National effort toward precision health for Canadian patients launched

Genome Canada, a not-for-profit organization funded by the government of Canada, has launched a national initiative for the clinical implementation of precision health, with a pilot program focusing on rare diseases as a foundational step.

“Precision health built on genomics and other technologies promises the unprecedented ability for diagnostic precision and timeliness as well as the opportunity to discover new disease mechanisms and treatments,” said Genome Canada President and CEO Marc LePage. “Our rare disease pilot initiative aims to directly help thousands of Canadian patients and their families, while laying the foundation for better health outcomes for all Canadians.”

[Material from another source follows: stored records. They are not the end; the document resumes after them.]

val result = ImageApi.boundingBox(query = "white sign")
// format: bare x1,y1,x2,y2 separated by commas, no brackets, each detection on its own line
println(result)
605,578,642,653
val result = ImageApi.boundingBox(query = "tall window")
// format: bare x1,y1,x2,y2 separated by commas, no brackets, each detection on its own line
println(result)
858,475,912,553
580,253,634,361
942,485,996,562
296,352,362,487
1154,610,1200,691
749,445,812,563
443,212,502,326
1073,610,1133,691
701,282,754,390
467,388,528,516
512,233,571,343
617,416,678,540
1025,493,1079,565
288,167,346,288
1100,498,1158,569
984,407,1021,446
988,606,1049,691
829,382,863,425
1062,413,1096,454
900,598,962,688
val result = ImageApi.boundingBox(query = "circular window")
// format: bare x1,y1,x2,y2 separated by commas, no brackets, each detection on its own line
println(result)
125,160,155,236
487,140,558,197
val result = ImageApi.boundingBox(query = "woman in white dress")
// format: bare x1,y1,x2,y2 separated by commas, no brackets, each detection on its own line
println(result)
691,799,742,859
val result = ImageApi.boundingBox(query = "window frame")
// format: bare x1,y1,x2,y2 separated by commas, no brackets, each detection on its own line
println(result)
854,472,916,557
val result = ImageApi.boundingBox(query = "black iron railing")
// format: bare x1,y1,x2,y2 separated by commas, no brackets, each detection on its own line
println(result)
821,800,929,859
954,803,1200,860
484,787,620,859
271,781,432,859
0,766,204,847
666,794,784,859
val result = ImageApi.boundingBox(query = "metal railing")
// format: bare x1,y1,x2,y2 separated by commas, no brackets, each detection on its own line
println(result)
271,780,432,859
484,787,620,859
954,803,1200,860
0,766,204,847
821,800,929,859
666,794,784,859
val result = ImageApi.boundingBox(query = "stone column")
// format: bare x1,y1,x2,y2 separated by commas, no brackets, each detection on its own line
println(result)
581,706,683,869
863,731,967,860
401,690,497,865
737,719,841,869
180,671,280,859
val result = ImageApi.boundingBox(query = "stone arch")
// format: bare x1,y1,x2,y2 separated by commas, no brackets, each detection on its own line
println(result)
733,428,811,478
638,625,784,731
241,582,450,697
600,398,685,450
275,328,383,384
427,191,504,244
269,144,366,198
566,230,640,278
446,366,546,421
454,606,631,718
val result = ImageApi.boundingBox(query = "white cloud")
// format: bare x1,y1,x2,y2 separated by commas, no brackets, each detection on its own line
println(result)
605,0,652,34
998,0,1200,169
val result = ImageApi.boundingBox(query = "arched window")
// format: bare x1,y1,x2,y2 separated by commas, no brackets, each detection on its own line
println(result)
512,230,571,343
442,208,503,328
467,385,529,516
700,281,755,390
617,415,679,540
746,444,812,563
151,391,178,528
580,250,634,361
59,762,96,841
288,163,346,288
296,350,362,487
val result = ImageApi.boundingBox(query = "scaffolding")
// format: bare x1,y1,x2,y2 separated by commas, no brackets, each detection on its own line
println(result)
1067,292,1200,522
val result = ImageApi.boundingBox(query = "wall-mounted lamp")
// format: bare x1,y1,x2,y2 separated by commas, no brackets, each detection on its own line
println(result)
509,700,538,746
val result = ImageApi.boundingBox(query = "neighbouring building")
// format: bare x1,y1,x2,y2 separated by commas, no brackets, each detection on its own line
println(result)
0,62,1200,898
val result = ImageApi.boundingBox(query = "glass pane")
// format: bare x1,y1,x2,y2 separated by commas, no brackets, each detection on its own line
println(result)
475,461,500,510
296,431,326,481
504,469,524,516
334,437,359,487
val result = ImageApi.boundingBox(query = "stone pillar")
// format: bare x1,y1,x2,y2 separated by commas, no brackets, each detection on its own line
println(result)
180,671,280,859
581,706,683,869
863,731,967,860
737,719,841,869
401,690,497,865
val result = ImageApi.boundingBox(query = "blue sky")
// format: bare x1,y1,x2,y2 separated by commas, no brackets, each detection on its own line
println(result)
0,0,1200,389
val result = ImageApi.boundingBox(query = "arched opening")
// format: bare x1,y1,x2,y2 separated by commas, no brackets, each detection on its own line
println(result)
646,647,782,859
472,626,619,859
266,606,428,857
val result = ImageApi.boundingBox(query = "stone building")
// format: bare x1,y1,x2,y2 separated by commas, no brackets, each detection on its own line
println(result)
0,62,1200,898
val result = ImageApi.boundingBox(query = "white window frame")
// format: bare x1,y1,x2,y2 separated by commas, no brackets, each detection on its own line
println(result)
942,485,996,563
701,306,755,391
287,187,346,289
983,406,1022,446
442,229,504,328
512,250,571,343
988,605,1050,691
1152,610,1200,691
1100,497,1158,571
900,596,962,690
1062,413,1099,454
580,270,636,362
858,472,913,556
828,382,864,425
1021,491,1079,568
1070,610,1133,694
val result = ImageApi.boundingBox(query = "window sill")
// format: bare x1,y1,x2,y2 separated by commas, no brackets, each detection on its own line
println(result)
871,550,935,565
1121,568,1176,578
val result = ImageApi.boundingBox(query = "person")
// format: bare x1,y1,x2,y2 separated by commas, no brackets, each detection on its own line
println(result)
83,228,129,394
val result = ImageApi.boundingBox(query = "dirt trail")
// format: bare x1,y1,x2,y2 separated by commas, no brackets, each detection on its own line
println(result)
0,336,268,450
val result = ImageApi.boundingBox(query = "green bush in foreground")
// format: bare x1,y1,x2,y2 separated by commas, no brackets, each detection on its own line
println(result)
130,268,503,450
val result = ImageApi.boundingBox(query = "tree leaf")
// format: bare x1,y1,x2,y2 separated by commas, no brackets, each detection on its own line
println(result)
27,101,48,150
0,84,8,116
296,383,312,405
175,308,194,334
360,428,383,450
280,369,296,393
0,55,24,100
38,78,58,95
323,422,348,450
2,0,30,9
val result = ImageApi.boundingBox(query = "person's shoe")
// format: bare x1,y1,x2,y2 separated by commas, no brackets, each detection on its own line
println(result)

According to the organization, there are 7,000 known rare diseases; 8% of Canadians — mostly children — are affected by a rare disease. A diagnosis can take five to 30 years for a quarter of rare disease patients; 40% are misdiagnosed, while 50% never receive a confirmed diagnosis. And patients of rare diseases make up only 2% of the total patient population, but account for 10% of hospital costs.

At the same time, several Canadian research projects have made the country a world leader in rare disease research. They include efforts to find rare disease genes and, where possible, accelerate diagnosis and treatment.

To address the problem presented by rare diseases, the national strategy/pilot initiative will involve three components:

  • The collection and genomic sequencing of 3,000 samples from rare disease patients and their families, which is envisioned to result in a national rare disease cohort
  • The establishment of a national platform to provide mechanisms and best practices to collect and share data, which would include privacy policies, informed consent, and other legal and ethical frameworks; and
  • Clinical implementation, which will advance through collaboration with provincial and regional centres and partners to establish clinical sites and achieve regulatory approval and accreditation.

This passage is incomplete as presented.